L’Histoire, c’est le développement de sociétés, de groupes humains ; leurs luttes, leurs efforts convergents ou divergents ; leurs conquêtes philosophiques, littéraires, scientifiques, sociales ; leur civilisation en un mot. C’est leur apport à la communauté humaine ; c’est aussi le calvaire de l’individu sacrifié à la collectivité, de la commune sacrifiée au pouvoir central.
Il est donc extrêmement dommage de mutiler l’Histoire au point d’en enseigner seulement la partie française et de l’enseigner d’un point de vue exclusivement militaire et officiel, point de vue d’ailleurs dépassé par les événements, puisqu’aussi bien, aujourd’hui, les nations tendent à céder la place à des blocs économico-politiques.
Mais, si les autres disciplines, notamment la géographie, la littérature et les langues étrangères ne pénètrent pas suffisamment dans le domaine de l’enseignement de l’Histoire, l’Histoire se tient trop en dehors de ces mêmes disciplines, et c’est tout le procès des programmes scolaires qu’il faudrait instruire ; programmes trop compartimentés, donc particularistes, où l’élève étouffe et manque d’horizon.
Le côté positif de ces critiques se dégage de lui-même. Il suffirait d’éviter les errements d’un enseignement officiel pour que l’élève profitât de ses leçons d’Histoire.

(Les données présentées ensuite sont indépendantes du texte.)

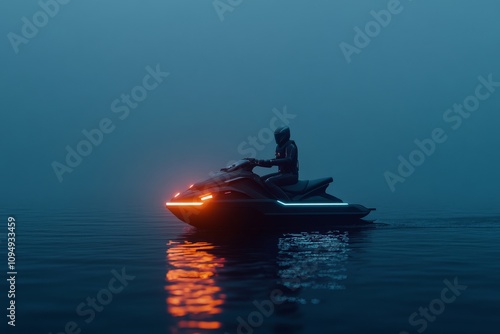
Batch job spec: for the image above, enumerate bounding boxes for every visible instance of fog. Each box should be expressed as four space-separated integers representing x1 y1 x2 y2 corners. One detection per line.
0 0 500 211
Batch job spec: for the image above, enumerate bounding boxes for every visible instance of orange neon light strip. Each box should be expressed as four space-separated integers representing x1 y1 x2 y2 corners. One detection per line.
167 202 203 206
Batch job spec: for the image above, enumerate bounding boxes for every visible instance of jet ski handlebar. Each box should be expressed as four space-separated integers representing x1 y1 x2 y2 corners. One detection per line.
221 158 258 172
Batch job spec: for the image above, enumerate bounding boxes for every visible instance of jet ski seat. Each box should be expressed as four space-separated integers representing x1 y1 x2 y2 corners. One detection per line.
281 177 333 194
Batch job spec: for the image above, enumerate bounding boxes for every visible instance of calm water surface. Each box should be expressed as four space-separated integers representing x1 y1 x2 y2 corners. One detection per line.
0 207 500 334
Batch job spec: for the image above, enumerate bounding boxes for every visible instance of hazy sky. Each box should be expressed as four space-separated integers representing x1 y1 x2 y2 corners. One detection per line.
0 0 500 211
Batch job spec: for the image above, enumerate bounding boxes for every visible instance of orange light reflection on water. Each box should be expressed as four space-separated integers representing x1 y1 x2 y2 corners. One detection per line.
165 241 226 330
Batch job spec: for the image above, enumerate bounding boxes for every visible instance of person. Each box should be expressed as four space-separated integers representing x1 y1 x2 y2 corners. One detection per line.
256 126 299 199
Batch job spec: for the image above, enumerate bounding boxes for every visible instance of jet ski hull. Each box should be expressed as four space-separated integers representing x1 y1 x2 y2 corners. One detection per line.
169 199 371 229
166 160 372 230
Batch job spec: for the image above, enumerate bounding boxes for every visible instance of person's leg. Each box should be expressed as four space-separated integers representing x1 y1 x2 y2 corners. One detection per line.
266 174 298 200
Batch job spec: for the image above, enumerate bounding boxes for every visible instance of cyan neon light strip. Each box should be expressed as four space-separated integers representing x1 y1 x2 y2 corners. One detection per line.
278 201 349 206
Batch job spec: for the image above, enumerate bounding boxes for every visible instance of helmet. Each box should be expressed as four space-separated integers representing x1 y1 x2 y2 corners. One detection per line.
274 126 290 146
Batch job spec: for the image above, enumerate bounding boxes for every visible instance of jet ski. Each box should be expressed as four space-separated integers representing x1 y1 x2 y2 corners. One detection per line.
166 159 375 229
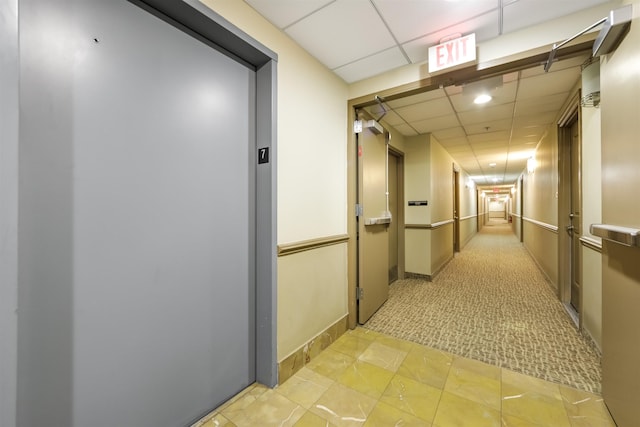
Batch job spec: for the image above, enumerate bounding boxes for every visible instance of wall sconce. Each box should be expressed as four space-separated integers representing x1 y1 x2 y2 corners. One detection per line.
527 157 537 173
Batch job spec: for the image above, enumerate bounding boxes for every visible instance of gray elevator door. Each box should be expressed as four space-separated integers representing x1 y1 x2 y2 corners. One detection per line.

À cela, que pouvons-nous ?
D’abord, il y a la famille qui peut rectifier le jugement de l’enfant. Mais on ne saurait exiger de chaque famille qu’elle connaisse suffisamment toutes les matières du programme pour en opérer la synthèse.
Il faudrait donc ouvrir des cours libres, suivant une conception agrandie, et y inviter parents et élèves. Cela est possible à l’intérieur des groupes culturels.
Toutefois, un effort supplémentaire d’attention et une dépense de temps ne sont pas choses faciles à obtenir en raison des difficultés pratiques de tous ordres et de la surcharge des programmes scolaires.
C’est pourquoi il est très important de ne pas militer à tort et à travers contre l’école libre, car celle-ci peut être libre dans tous les sens et pas seulement confessionnelle ! N’importe qui, s’il est licencié, peut ouvrir une école et y appliquer ses méthodes.
Il serait donc hautement désirable que tous les intéressés se missent d’accord pour créer enfin l’organisme adéquat, où les enfants des milieux libertaires et libres penseurs seraient à l’abri d’une formation étroite, militariste et tronquée.
Pour cela, il suffit de réunir l’argent, le local et de recruter les professeurs et le problème se trouverait résolu sur le plan de la participation commune.
L’individualisme n’est-il pas lui-même trop déformé pour qu’on ose espérer aboutir encore à une solution satisfaisante exigeant le concours de tous ceux qui pensent qu’avant tout, pour le sauver, il faut éduquer et former l’homme de demain, en dehors des préjugés de race.